Desde el antiguo Egipto, el hombre ha buscado la forma de descansar en una posición intermedia entre el estar de pie y el colocarse sobre el suelo. Para ello empleamos sillas. Es cierto que éstas igualan a coach y coachee en una sesión, acercándolos; les permite comunicarse desde la cercanía y la confidencia y genera una relación de confianza. Pero mi intuición me dice que aquellos que queremos equilibrar en nuestras sesiones de coaching seguridad y valentía sentimos una mirada diferente hacia esos “palos” disfrazados de confort, aliados ocultos de los saboteadores, esos confidentes de nuestro yo protector, los que extorsionan a nuestros clientes para que no exploren más allá, protegiéndoles en silencio y boicoteando cualquier expresión auténtica de quienes son. Es ponerte de pie y sentir que tu centro baja de la cabeza al cuerpo y sentir que no hay red: no hay bolígrafos en mano, ni reposabrazos que abrazar, ni miradas ladeadas desde la razón. Tú y yo. Auténticos. Desnudos. Qué bello es remar en una sesión con los pies enraizados en el suelo y el pecho bien abierto!

Sí, es verdad. El sostener la agenda de nuestros clientes no debe comportar una logística poco amable horas y horas al día. Y me viene el suelo como lugar donde acomodarnos, en contacto con la tierra. Mi intuición me dice que cuanto más enraizados estamos con el suelo (de pie o sentados) más espacio tiene nuestro ser para mostrar quien es y lo que de verdad le impulsa. Los saboteadores rezan para que la sesión sea amable, muy amable y confortable; doblados y con palos de madera como testigos de lo que allí acontece.
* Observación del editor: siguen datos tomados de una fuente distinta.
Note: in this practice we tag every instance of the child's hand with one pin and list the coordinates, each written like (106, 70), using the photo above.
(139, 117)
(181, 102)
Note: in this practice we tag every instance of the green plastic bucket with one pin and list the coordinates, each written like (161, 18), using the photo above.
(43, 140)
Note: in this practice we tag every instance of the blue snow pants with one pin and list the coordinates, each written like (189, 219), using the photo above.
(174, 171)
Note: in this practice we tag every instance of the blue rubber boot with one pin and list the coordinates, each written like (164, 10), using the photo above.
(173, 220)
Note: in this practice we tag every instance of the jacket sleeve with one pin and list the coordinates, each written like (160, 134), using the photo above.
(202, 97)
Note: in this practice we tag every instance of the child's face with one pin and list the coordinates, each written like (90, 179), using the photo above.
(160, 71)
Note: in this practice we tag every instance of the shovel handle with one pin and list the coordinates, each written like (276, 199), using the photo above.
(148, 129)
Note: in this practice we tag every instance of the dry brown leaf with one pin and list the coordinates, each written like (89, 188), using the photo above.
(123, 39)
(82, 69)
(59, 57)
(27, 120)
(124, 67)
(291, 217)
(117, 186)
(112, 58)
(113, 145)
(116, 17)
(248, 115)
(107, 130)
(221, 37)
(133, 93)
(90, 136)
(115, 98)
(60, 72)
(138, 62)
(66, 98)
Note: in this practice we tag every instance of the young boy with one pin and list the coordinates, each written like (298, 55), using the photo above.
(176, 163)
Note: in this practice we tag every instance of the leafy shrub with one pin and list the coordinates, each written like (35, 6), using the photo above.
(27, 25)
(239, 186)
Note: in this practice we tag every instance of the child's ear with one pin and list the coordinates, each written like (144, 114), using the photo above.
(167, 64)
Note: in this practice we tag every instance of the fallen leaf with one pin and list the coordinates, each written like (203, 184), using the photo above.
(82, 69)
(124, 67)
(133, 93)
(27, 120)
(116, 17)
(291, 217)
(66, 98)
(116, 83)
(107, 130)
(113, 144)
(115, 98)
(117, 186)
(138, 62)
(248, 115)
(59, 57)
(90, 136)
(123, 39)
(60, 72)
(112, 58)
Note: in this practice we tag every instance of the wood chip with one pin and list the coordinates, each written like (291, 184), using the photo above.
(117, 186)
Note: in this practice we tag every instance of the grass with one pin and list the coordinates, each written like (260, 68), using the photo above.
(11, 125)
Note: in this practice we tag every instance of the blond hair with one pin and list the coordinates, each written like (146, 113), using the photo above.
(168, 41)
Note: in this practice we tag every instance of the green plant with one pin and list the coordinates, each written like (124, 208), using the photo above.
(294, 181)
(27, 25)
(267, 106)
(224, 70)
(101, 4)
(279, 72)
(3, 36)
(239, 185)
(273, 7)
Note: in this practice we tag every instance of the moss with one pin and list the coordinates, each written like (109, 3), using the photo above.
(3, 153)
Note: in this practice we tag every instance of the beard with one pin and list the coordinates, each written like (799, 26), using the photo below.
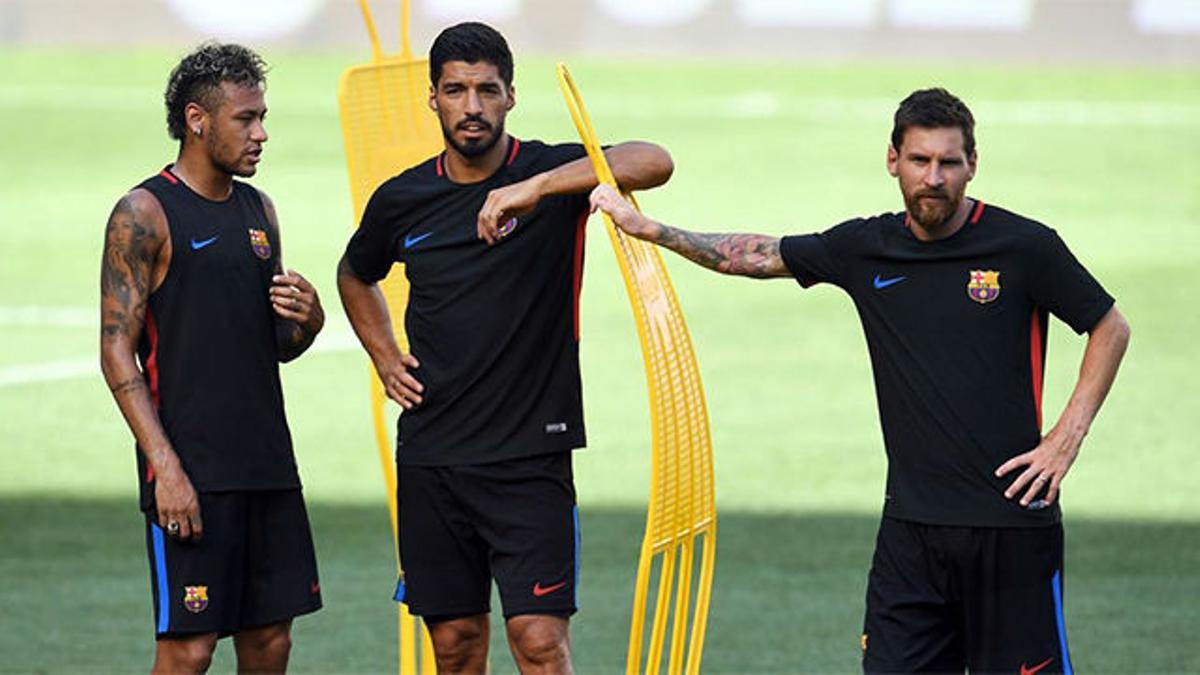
(931, 213)
(474, 148)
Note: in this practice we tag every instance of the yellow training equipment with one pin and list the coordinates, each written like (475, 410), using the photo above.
(682, 512)
(388, 126)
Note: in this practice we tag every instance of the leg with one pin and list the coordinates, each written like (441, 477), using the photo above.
(191, 653)
(540, 643)
(460, 645)
(264, 649)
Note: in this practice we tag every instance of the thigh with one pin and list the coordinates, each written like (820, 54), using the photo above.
(526, 512)
(197, 585)
(281, 579)
(911, 622)
(443, 557)
(1013, 605)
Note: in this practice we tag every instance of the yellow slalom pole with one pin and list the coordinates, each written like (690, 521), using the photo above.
(682, 506)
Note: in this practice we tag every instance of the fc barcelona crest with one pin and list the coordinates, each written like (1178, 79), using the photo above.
(983, 285)
(259, 243)
(196, 598)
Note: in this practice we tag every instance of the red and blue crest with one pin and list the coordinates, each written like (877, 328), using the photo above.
(259, 243)
(983, 285)
(196, 598)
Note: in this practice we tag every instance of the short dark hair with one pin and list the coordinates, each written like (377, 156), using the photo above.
(934, 108)
(198, 77)
(471, 42)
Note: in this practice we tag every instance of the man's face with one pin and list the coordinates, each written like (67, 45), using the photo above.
(235, 132)
(472, 102)
(934, 172)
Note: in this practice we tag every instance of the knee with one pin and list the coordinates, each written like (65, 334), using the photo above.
(273, 644)
(457, 645)
(192, 655)
(540, 641)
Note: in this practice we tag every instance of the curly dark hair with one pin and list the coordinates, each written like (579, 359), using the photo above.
(471, 42)
(198, 77)
(934, 108)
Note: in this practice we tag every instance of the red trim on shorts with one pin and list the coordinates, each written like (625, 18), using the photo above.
(580, 237)
(978, 211)
(1037, 359)
(151, 368)
(513, 154)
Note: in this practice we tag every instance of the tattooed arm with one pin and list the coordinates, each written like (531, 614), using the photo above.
(744, 255)
(137, 254)
(299, 316)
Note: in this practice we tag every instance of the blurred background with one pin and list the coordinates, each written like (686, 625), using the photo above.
(777, 113)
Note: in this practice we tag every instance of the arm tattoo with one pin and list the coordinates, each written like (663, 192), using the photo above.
(745, 255)
(130, 384)
(125, 269)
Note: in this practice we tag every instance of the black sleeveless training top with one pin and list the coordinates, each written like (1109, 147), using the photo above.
(208, 347)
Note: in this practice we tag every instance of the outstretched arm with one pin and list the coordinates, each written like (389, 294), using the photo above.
(137, 251)
(635, 165)
(299, 316)
(744, 255)
(1054, 457)
(367, 310)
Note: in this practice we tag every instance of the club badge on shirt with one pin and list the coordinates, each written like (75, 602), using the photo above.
(259, 243)
(983, 285)
(196, 598)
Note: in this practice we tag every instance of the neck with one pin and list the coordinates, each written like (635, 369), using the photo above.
(947, 227)
(198, 173)
(472, 169)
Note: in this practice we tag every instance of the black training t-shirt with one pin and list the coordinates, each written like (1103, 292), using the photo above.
(209, 348)
(957, 330)
(495, 328)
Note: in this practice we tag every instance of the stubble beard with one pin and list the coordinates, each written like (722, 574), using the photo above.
(931, 214)
(475, 148)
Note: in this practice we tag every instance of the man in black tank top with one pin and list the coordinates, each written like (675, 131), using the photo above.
(491, 236)
(954, 298)
(196, 314)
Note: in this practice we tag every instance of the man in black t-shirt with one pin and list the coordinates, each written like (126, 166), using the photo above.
(954, 298)
(491, 236)
(197, 311)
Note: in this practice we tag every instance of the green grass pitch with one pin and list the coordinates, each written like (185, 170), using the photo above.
(1109, 157)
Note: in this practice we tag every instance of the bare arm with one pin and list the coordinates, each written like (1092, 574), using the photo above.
(367, 310)
(635, 165)
(137, 251)
(744, 255)
(1054, 457)
(299, 316)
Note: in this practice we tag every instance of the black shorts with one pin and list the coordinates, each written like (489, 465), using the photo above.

Sí, sentados apenas se siente la tierra de la que venimos, sólo de forma tímida. Ahí la luz del ser es tenue, muy tenue.

Iluminemos lo que somos y la esencia de nuestros clientes desde la tierra, pisando con audacia. Es una realidad: termino la certificación y desde hace ya días cuando visualizo mi futuro como coach personal y ejecutivo no veo sillas. ¿Qué estarán tramando mis saboteadores ahora que hago pública esta reflexión? Iros a Hawai!!!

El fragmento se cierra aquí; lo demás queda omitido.